Questions and answers from Peace Corps
I am reporting out a possible story on how federal agencies are implementing President Obama's Oct. 7, 2011, Executive Order 13587 on improving safeguards against unauthorized disclosures of classified information. Here's the order: http://www.whitehouse.gov/the-press-office/2011/10/07/executive-order-structural-reforms-improve-security-classified-networks- An October 14, 2011 memo instructed your agency and others to carry out the executive order. I have the following questions: 1. What specific steps has your agency taken to implement the EO? 2. Did your self-assessments determine that your agency's safeguards against UDs (unauthorized disclosures) were inadequate? If so, what corrective actions were taken and improvements realized? 3. Has your agency begun providing monthly reports on UDs to the Senior Information Sharing and Safeguarding Steering Committee? 4. Has your agency selected a POC to facilitate this reporting? 5. Have your efforts resulted in increased detection of UDs? If so, how does your agency determine whether they should be handled administratively or referred for criminal investigation? 6. Has your agency encountered any specific problems or objections to implementing the EO? If so, what have they been? 7. Can we get copies of the guidance and standards that your agency has developed for insider threat detection? 8. Can you provide us with your self-assessments or summaries of the assessments?
Response from Peace Corps:
Below is what I can offer you, on background from a Peace Corps official please.
The Peace Corps takes very seriously the obligation to protect sensitive information and is working to implement Executive Order 13587 as directed by the President.
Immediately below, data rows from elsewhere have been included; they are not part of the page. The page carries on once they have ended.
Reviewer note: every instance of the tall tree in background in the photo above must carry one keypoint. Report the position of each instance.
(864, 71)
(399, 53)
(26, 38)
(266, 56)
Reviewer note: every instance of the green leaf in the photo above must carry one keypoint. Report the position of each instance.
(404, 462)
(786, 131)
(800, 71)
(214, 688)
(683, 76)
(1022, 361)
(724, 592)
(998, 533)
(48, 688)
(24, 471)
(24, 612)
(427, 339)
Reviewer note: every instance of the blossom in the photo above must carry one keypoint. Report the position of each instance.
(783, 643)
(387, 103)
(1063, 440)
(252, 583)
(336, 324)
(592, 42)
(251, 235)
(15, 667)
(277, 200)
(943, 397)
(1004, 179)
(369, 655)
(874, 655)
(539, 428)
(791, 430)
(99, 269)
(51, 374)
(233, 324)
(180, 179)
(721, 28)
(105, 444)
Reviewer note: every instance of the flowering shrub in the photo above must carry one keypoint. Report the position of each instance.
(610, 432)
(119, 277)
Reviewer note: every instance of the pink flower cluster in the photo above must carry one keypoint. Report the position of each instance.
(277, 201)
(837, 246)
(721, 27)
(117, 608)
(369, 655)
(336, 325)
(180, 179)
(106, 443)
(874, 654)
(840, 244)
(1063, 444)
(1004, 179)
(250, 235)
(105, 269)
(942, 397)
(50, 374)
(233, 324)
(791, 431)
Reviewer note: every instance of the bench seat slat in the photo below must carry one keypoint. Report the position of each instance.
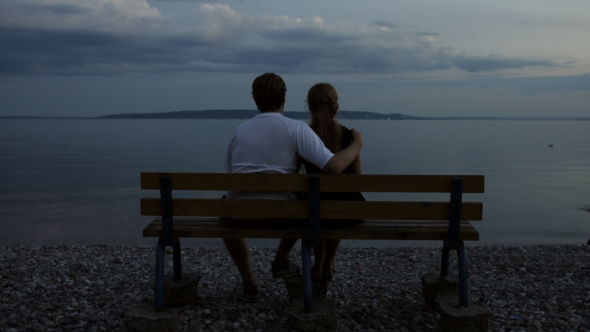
(394, 230)
(328, 183)
(300, 209)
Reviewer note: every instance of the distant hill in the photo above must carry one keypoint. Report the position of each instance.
(248, 114)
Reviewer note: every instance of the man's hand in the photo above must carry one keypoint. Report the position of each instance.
(342, 159)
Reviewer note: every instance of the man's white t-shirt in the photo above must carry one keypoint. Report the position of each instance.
(272, 143)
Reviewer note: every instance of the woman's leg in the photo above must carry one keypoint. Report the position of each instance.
(332, 246)
(319, 254)
(240, 254)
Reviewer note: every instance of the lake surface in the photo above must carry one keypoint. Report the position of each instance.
(77, 181)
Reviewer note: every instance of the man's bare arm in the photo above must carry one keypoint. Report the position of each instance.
(342, 159)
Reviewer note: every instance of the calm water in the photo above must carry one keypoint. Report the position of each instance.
(77, 181)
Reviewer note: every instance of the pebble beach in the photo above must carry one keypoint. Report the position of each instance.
(86, 288)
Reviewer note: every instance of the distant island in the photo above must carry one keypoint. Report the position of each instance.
(248, 114)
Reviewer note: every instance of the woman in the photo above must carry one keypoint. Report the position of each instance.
(322, 101)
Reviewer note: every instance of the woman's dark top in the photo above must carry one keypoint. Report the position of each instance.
(329, 196)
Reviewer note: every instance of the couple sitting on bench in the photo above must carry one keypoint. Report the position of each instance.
(272, 143)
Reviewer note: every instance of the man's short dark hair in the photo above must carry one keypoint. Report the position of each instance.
(269, 92)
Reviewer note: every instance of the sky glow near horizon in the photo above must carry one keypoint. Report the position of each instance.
(421, 58)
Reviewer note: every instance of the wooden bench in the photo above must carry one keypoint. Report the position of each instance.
(446, 221)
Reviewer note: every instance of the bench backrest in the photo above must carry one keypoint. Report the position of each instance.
(390, 210)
The agency has identified a senior official to oversee classified information sharing, safeguarding efforts, and implementation of an insider threat detection and prevention program. The agency has conducted the required internal assessment, and a cross-departmental team of Peace Corps staff has been identified and trained to support the program. The Peace Corps is working in coordination with the National Insider Threat Task Force to ensure the security of classified networks and the responsible sharing and safeguarding of classified information.